Es ist nicht zielführend, Klimageld zu verteilen, wenn gleichzeitig die CO₂-Preise so hoch sind, dass sie für die breite Bevölkerung eine Belastung darstellen. Symbolpolitik reicht nicht – sonst werden Vorwürfe der Ungerechtigkeit zur selbsterfüllenden Prophezeiung, denn populistische Parteien profitieren stark von Protestwählern und -wählerinnen.
Die Diskussion über das Verbrenner-Aus ist damit ein Test, ob Klimaschutz sozial gerecht gestaltet werden kann. Wenn die Politik es versäumt, soziale Härten abzufedern und Chancen klar zu kommunizieren, überlässt sie das Feld den Populisten und gefährdet die ökologische und ökonomische Zukunft Deutschlands. Wie ein kluges und sozial ausgewogenes Klimageld funktionieren kann, hat vor Kurzem eine Studie des DIW Berlin gezeigt. Sie schlägt vor, auch regionale und soziale Unterschiede stärker in den Mittelpunkt der Ausgestaltung zu stellen.

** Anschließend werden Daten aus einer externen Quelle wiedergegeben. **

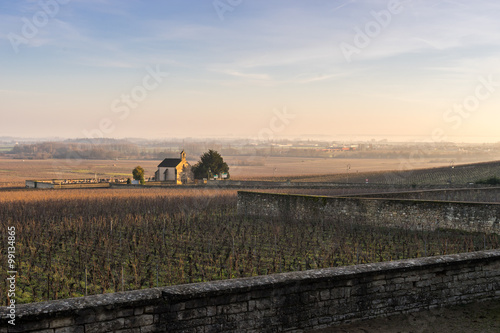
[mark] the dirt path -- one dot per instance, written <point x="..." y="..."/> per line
<point x="473" y="318"/>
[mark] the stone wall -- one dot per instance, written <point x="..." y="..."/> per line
<point x="293" y="302"/>
<point x="468" y="216"/>
<point x="483" y="195"/>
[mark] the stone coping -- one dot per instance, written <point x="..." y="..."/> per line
<point x="222" y="287"/>
<point x="360" y="197"/>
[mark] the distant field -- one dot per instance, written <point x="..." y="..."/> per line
<point x="15" y="172"/>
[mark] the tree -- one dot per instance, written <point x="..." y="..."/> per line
<point x="138" y="174"/>
<point x="211" y="163"/>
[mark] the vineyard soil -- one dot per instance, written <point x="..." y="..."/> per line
<point x="71" y="243"/>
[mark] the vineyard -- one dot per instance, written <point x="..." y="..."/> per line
<point x="453" y="174"/>
<point x="71" y="243"/>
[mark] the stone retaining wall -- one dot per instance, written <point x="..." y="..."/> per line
<point x="408" y="213"/>
<point x="292" y="302"/>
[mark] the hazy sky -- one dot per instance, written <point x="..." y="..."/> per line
<point x="257" y="68"/>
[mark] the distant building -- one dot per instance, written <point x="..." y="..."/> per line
<point x="175" y="170"/>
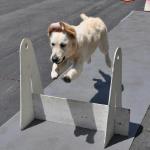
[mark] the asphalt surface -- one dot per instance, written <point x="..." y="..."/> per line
<point x="30" y="18"/>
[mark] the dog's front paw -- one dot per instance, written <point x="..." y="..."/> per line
<point x="66" y="79"/>
<point x="54" y="75"/>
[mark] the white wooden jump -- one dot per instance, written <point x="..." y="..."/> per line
<point x="111" y="118"/>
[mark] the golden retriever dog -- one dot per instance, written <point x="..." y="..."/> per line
<point x="76" y="44"/>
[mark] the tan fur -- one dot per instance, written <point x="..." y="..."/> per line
<point x="80" y="43"/>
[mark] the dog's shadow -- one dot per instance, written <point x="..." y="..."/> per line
<point x="102" y="87"/>
<point x="101" y="97"/>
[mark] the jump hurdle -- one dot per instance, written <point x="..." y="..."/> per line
<point x="34" y="104"/>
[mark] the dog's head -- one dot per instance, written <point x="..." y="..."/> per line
<point x="62" y="41"/>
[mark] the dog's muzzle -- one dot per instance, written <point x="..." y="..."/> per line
<point x="56" y="60"/>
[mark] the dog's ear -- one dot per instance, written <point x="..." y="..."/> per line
<point x="68" y="28"/>
<point x="54" y="27"/>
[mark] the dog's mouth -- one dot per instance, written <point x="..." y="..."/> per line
<point x="61" y="60"/>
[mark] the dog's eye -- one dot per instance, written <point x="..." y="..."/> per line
<point x="62" y="45"/>
<point x="53" y="44"/>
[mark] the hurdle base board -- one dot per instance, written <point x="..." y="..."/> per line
<point x="83" y="114"/>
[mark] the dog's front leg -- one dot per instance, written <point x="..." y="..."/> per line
<point x="55" y="71"/>
<point x="74" y="72"/>
<point x="58" y="69"/>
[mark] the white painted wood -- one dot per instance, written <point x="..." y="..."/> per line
<point x="29" y="82"/>
<point x="115" y="98"/>
<point x="147" y="5"/>
<point x="73" y="112"/>
<point x="115" y="95"/>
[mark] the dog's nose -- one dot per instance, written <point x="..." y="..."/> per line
<point x="55" y="59"/>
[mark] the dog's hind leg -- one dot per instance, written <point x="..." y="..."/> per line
<point x="104" y="47"/>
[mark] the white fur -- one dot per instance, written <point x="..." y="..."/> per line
<point x="89" y="34"/>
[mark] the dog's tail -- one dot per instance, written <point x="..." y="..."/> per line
<point x="84" y="16"/>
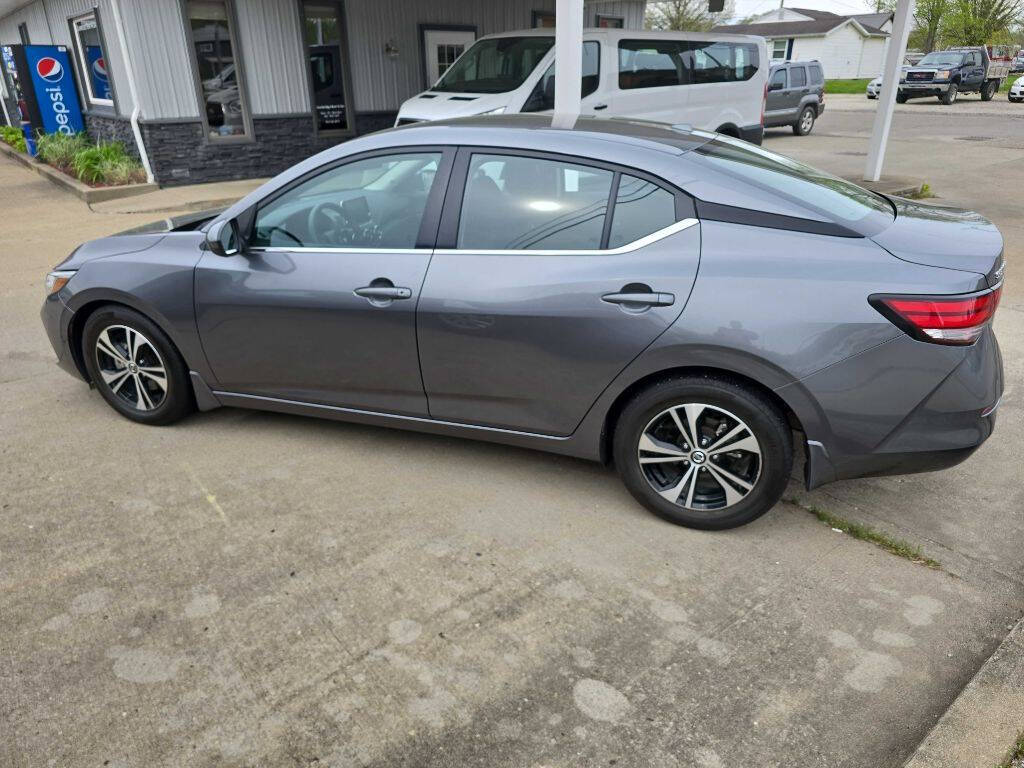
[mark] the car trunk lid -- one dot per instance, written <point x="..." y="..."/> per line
<point x="948" y="238"/>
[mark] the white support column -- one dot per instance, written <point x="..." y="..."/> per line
<point x="890" y="85"/>
<point x="568" y="61"/>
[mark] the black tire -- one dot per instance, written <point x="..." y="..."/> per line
<point x="174" y="402"/>
<point x="805" y="123"/>
<point x="762" y="418"/>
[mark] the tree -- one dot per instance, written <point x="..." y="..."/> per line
<point x="928" y="19"/>
<point x="980" y="22"/>
<point x="685" y="14"/>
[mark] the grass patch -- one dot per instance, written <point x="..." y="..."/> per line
<point x="858" y="86"/>
<point x="896" y="547"/>
<point x="924" y="193"/>
<point x="1016" y="755"/>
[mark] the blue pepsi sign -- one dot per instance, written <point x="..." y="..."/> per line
<point x="49" y="68"/>
<point x="97" y="72"/>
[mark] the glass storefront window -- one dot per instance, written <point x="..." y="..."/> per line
<point x="213" y="47"/>
<point x="325" y="41"/>
<point x="92" y="60"/>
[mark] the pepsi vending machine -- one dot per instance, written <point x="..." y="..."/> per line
<point x="48" y="98"/>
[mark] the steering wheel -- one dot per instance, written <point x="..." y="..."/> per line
<point x="325" y="222"/>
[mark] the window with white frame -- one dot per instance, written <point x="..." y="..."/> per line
<point x="92" y="60"/>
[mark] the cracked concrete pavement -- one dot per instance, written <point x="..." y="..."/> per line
<point x="256" y="589"/>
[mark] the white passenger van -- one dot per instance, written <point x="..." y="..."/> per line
<point x="705" y="80"/>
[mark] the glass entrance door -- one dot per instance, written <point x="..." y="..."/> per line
<point x="325" y="35"/>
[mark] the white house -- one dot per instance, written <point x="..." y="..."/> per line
<point x="846" y="46"/>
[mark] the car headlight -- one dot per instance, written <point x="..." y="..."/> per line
<point x="57" y="280"/>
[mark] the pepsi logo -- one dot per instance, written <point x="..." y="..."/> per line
<point x="49" y="70"/>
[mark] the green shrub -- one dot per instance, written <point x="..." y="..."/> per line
<point x="107" y="163"/>
<point x="59" y="148"/>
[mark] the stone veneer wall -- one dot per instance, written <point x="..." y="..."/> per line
<point x="179" y="155"/>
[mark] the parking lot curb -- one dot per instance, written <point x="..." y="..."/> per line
<point x="985" y="719"/>
<point x="76" y="187"/>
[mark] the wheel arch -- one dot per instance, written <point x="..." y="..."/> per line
<point x="614" y="411"/>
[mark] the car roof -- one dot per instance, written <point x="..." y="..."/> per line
<point x="514" y="130"/>
<point x="609" y="34"/>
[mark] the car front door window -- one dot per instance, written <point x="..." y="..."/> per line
<point x="376" y="203"/>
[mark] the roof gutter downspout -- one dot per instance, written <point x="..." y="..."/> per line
<point x="130" y="75"/>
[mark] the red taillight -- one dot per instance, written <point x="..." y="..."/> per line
<point x="940" y="320"/>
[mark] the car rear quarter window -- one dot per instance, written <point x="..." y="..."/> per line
<point x="522" y="203"/>
<point x="833" y="198"/>
<point x="641" y="208"/>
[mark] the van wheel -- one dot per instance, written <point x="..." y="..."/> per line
<point x="805" y="123"/>
<point x="704" y="452"/>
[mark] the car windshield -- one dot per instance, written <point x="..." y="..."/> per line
<point x="941" y="59"/>
<point x="495" y="66"/>
<point x="835" y="199"/>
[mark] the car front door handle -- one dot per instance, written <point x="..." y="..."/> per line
<point x="645" y="299"/>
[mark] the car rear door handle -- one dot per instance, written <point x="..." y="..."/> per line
<point x="383" y="292"/>
<point x="648" y="299"/>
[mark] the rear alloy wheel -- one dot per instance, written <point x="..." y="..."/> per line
<point x="805" y="123"/>
<point x="702" y="452"/>
<point x="135" y="368"/>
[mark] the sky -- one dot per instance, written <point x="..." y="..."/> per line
<point x="843" y="7"/>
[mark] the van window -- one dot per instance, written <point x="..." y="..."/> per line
<point x="495" y="65"/>
<point x="651" y="64"/>
<point x="641" y="208"/>
<point x="722" y="61"/>
<point x="519" y="203"/>
<point x="543" y="96"/>
<point x="834" y="198"/>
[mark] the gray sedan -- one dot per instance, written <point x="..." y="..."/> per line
<point x="688" y="306"/>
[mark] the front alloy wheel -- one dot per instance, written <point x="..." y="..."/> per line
<point x="131" y="368"/>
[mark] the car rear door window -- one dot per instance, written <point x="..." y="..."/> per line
<point x="651" y="64"/>
<point x="376" y="203"/>
<point x="523" y="203"/>
<point x="641" y="208"/>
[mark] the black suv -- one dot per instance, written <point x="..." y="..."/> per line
<point x="796" y="95"/>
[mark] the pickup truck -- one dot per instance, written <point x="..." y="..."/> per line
<point x="948" y="73"/>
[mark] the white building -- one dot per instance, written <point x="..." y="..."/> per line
<point x="846" y="46"/>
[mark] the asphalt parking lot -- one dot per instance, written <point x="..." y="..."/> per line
<point x="255" y="589"/>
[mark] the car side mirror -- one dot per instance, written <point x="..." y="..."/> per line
<point x="222" y="238"/>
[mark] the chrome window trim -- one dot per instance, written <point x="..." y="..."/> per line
<point x="628" y="248"/>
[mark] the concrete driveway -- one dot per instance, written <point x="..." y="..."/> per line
<point x="253" y="589"/>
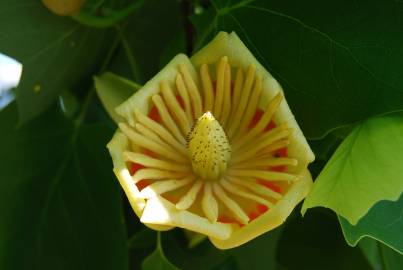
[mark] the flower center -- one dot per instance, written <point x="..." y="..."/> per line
<point x="208" y="148"/>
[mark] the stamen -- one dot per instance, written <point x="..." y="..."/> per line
<point x="148" y="133"/>
<point x="243" y="193"/>
<point x="193" y="91"/>
<point x="167" y="119"/>
<point x="239" y="214"/>
<point x="256" y="188"/>
<point x="175" y="108"/>
<point x="156" y="174"/>
<point x="263" y="121"/>
<point x="187" y="201"/>
<point x="227" y="96"/>
<point x="155" y="163"/>
<point x="271" y="137"/>
<point x="219" y="93"/>
<point x="237" y="94"/>
<point x="272" y="162"/>
<point x="274" y="147"/>
<point x="247" y="87"/>
<point x="144" y="142"/>
<point x="209" y="203"/>
<point x="161" y="131"/>
<point x="261" y="174"/>
<point x="161" y="187"/>
<point x="207" y="88"/>
<point x="183" y="92"/>
<point x="251" y="108"/>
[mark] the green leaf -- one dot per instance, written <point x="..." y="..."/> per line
<point x="315" y="242"/>
<point x="203" y="256"/>
<point x="60" y="205"/>
<point x="112" y="90"/>
<point x="327" y="55"/>
<point x="366" y="168"/>
<point x="143" y="239"/>
<point x="383" y="222"/>
<point x="260" y="253"/>
<point x="56" y="53"/>
<point x="146" y="37"/>
<point x="381" y="256"/>
<point x="157" y="260"/>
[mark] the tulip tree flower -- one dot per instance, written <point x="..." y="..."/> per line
<point x="210" y="145"/>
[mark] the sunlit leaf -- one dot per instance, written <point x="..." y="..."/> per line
<point x="60" y="207"/>
<point x="112" y="90"/>
<point x="384" y="222"/>
<point x="380" y="256"/>
<point x="56" y="53"/>
<point x="338" y="61"/>
<point x="315" y="242"/>
<point x="366" y="168"/>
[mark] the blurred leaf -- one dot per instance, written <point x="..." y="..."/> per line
<point x="259" y="253"/>
<point x="338" y="61"/>
<point x="203" y="256"/>
<point x="315" y="242"/>
<point x="366" y="168"/>
<point x="112" y="90"/>
<point x="56" y="53"/>
<point x="145" y="39"/>
<point x="60" y="206"/>
<point x="143" y="239"/>
<point x="69" y="104"/>
<point x="380" y="256"/>
<point x="157" y="260"/>
<point x="383" y="222"/>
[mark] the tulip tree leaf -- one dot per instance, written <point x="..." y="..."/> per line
<point x="381" y="256"/>
<point x="366" y="168"/>
<point x="384" y="222"/>
<point x="56" y="53"/>
<point x="157" y="259"/>
<point x="327" y="55"/>
<point x="315" y="242"/>
<point x="112" y="90"/>
<point x="145" y="40"/>
<point x="60" y="206"/>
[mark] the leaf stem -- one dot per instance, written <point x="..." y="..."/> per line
<point x="109" y="21"/>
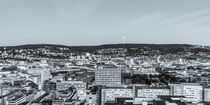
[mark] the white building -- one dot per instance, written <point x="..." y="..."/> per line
<point x="192" y="91"/>
<point x="110" y="94"/>
<point x="144" y="93"/>
<point x="79" y="85"/>
<point x="108" y="77"/>
<point x="207" y="94"/>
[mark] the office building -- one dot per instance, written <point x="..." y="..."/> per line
<point x="110" y="77"/>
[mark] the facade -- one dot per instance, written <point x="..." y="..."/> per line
<point x="144" y="93"/>
<point x="207" y="94"/>
<point x="79" y="85"/>
<point x="110" y="94"/>
<point x="110" y="77"/>
<point x="192" y="91"/>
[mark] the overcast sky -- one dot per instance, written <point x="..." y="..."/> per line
<point x="94" y="22"/>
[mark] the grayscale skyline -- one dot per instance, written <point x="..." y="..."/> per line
<point x="94" y="22"/>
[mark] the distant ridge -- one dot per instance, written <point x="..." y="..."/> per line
<point x="35" y="46"/>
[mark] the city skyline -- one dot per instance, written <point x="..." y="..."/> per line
<point x="76" y="23"/>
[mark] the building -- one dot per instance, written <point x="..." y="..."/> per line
<point x="110" y="77"/>
<point x="110" y="94"/>
<point x="79" y="85"/>
<point x="207" y="94"/>
<point x="39" y="75"/>
<point x="192" y="91"/>
<point x="143" y="93"/>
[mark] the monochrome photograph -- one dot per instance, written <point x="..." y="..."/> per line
<point x="104" y="52"/>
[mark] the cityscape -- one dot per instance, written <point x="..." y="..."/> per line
<point x="104" y="52"/>
<point x="115" y="74"/>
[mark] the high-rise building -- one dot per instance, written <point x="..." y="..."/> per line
<point x="110" y="77"/>
<point x="192" y="91"/>
<point x="207" y="94"/>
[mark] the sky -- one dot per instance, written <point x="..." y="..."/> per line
<point x="95" y="22"/>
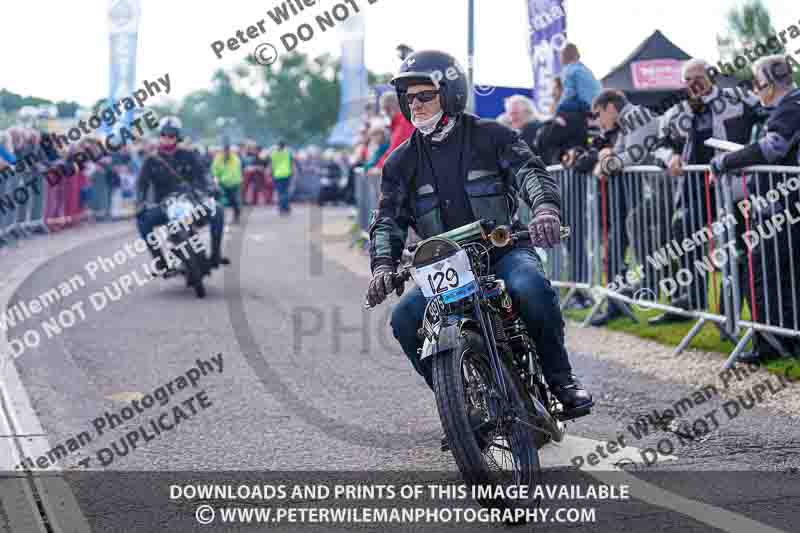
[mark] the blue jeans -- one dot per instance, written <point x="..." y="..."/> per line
<point x="282" y="186"/>
<point x="531" y="293"/>
<point x="149" y="219"/>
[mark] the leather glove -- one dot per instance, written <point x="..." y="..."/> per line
<point x="718" y="165"/>
<point x="545" y="228"/>
<point x="382" y="285"/>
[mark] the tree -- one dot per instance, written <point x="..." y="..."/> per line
<point x="300" y="97"/>
<point x="751" y="23"/>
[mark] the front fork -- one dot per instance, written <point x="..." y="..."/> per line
<point x="491" y="345"/>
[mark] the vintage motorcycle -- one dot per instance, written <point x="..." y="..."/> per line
<point x="493" y="402"/>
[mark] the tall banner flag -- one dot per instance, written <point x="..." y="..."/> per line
<point x="547" y="21"/>
<point x="123" y="16"/>
<point x="354" y="94"/>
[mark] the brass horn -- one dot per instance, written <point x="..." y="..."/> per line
<point x="500" y="236"/>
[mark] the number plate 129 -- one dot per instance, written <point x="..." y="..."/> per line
<point x="451" y="277"/>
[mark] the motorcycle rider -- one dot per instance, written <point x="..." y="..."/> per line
<point x="455" y="169"/>
<point x="168" y="170"/>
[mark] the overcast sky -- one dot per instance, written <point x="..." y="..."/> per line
<point x="59" y="50"/>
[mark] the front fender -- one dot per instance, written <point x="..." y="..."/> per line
<point x="447" y="340"/>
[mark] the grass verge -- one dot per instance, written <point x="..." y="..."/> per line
<point x="709" y="338"/>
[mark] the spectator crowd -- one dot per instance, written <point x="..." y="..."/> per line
<point x="600" y="131"/>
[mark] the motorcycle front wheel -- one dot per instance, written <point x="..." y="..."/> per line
<point x="490" y="436"/>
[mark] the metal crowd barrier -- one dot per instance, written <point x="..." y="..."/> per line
<point x="646" y="239"/>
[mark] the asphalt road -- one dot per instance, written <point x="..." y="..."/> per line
<point x="310" y="382"/>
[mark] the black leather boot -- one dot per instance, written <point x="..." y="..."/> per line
<point x="575" y="399"/>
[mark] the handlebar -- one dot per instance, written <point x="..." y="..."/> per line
<point x="405" y="275"/>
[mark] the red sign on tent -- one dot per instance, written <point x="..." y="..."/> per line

Eines ist klar: Klimaschutz wird nur dann erfolgreich sein, wenn er nicht als Belastung, sondern als gemeinsames Projekt wahrgenommen wird. Wer Klimapolitik als Klassenkampf von oben brandmarkt, gefährdet am Ende nicht die Eliten, sondern die Chancen der vielen. Gerecht gestaltete Politik schützt Klima und Wohlstand zugleich – alles andere wäre ein Geschenk an den Populismus.